When we first announced our investment in what was then called Tasty Labs we provided no indication as to what the team was building. That's because they were just getting going on a problem that Joshua had been thinking about for quite some time - how to use the web to get help with a need.
What is a need? Merriam Webster defines it as "a lack of something requisite, desirable, or useful." If that strikes you as diffuse that's a good thing -- because needs generally aren't well defined questions with definitive answers. For those, the web together with search provides a pretty good solution.
Instead in every day life when we approach someone and say "I need ..." it tends to be more complicated than a single query. We may not have the time to look through many results and compare them. Or we lack the background to evaluate the information we find. Or we simply want someone else to make a choice for us (preferably among a bunch of alternatives that could all meet our need).

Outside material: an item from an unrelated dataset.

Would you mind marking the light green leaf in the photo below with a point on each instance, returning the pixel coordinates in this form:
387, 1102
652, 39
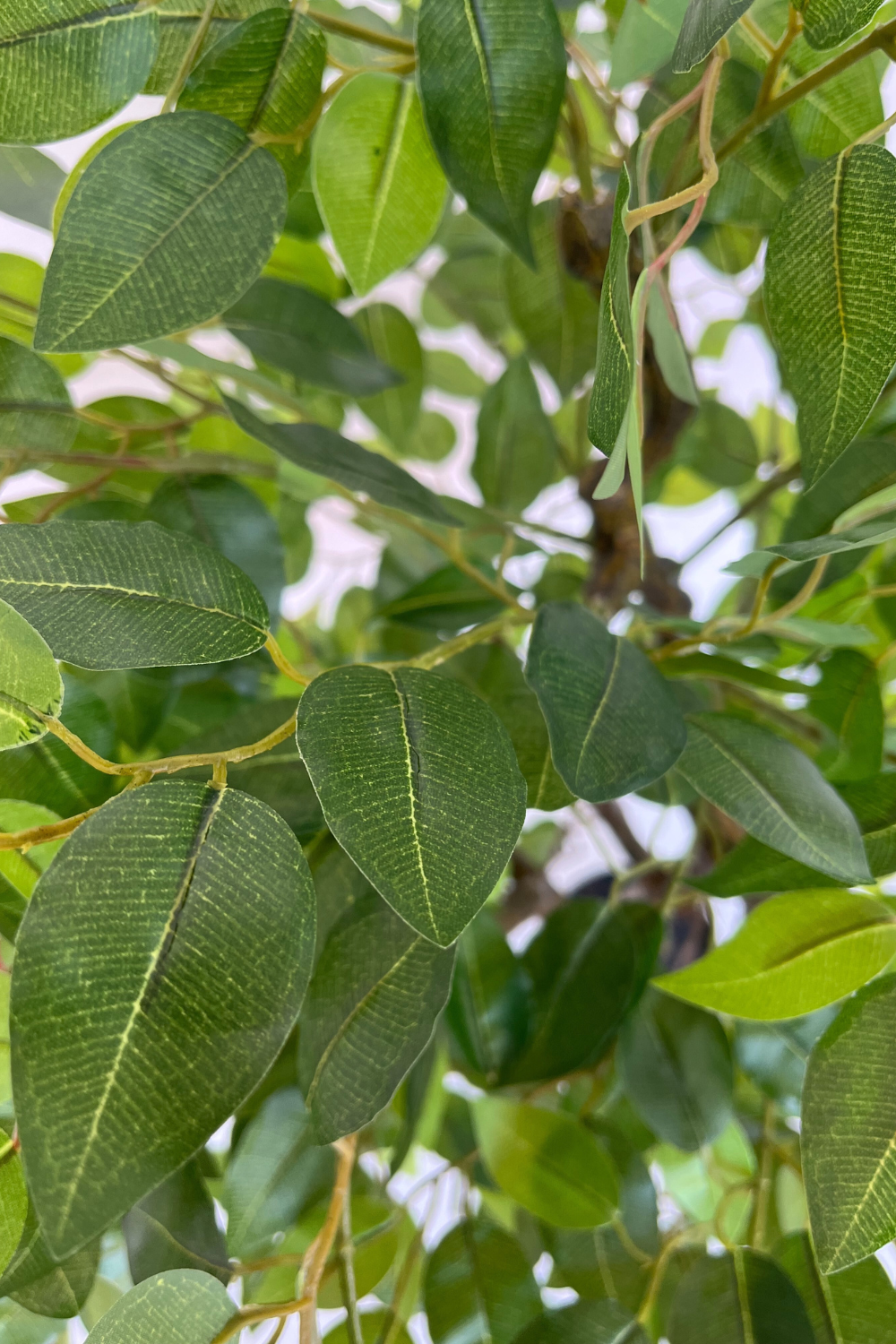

That's where jig comes in. It is a service for getting help from friends, followers and even strangers in addressing needs. One way to think about jig is as a formalization of the lazy web. The #lazyweb tag has become quite popular on Twitter but as a broad horizontal service Twitter itself lacks many of the specific features that one would like to see around asking for and receiving help.
As for building those features, the jig team is taking a highly iterative approach to building and improving the service. Jig has been live for weeks and anyone who went to the site could sign up and start to participate. Rather than anticipating every possible way people might want to use (or for that matter abuse) the service, the team is studying actual patterns and then working to modify those.
So expect jig to change quite a bit over the coming weeks and months. In the meantime, head on over there and post a need or help a friend or stranger with theirs.